9. Take A Calmer Approach
The biggest key to establishing proper communication is to make sure that you are not offending anyone else. Therefore to resolve your issues via communication, you’ll first have to clear up your mind. Try to communicate via open-ended sentences. In this way, you wouldn’t leave any room open for further doubts and assumptions. Avoid using any derogatory terms or excessive taunting. This can highly affect the way your partner responds to your efforts of building a dialog. Furthermore, don’t force your partner to tell you something they’re not willing to tell.
The way you react can predict the course of a conversation. Therefore carelessly jumping to conclusions shouldn’t even be part of your strategy.
Putting exceptional amounts of pressure can actually cut off communication for good. Therefore, establish some boundaries and then learn how to respect those boundaries. Your partner might need some time to find the courage to tell you something essential. So, instead of enforcing yourself upon them, try to stay as calm as you can. Random outbursts in the middle of an argument can also lead to complete communication blocks. Consequently, your partner might feel that talking to you regarding important issues is completely useless as you’re too emotional.

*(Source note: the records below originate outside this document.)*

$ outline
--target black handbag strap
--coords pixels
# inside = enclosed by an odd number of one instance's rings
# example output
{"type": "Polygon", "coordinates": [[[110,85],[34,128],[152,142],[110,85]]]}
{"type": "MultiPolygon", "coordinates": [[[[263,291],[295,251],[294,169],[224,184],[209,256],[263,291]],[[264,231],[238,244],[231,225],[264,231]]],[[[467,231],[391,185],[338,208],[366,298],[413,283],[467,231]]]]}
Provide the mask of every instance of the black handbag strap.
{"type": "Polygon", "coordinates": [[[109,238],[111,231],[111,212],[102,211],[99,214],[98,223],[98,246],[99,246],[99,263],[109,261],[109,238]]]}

Optimal Communication: Leave The Door Open For Couples Therapy
Some indifferences are a little too hard to resolve. Therefore some couples find it even harder to communicate due to these indifferences. It could even have something to do with a major life-changing event that completely changed two individuals. These events might be;
- Infidelity in the past
- Mental turmoil
- Loss of a child
- Health crisis
- A tragic death
- The sudden death of a close relative/friend
Some of these dysfunctionalities in life can block the path of optimal communication. In case you and your partner feel like there’s always a wall between both of you, it’s time to seek help. A credible couple’s therapist can gradually help you work your way through your relationship. Establishing communication once again after a tumultuous past can be hard due to the presence of PTSD, mistrust, or resentment. Regularly going through a credible therapy program can help you conjure up these demons from your past. No matter how you’re attending your sessions (separately or all together) your therapist will give you equal chances to communicate your concerns. In this way, he/she might be able to establish some strategies that can once again help build a bond between you and your partner. A therapy program will also equip you with the mindset and tools you need to connect with your partner via communication. Through an expert’s advice on your relationship you and your partner can;
- Learn New Communication Styles
- Avoid Previous Toxic Patterns
- Reach A Common Vision
- Become More Empathetic Listeners
- Learn How To Start Negotiation
Being in a relationship is a hectic task so don’t worry if there have been a few setbacks. These setbacks are all parts of the whole package. What matters here, is that you don’t force these issues under the rug otherwise one of these days it’s all going to come out all at once. The most important takeaway from this article is to remember that everything takes time. So, building a healthy bond through these strategies will take up some time. Gradually you and your partner will be able to communicate as swiftly as you desire!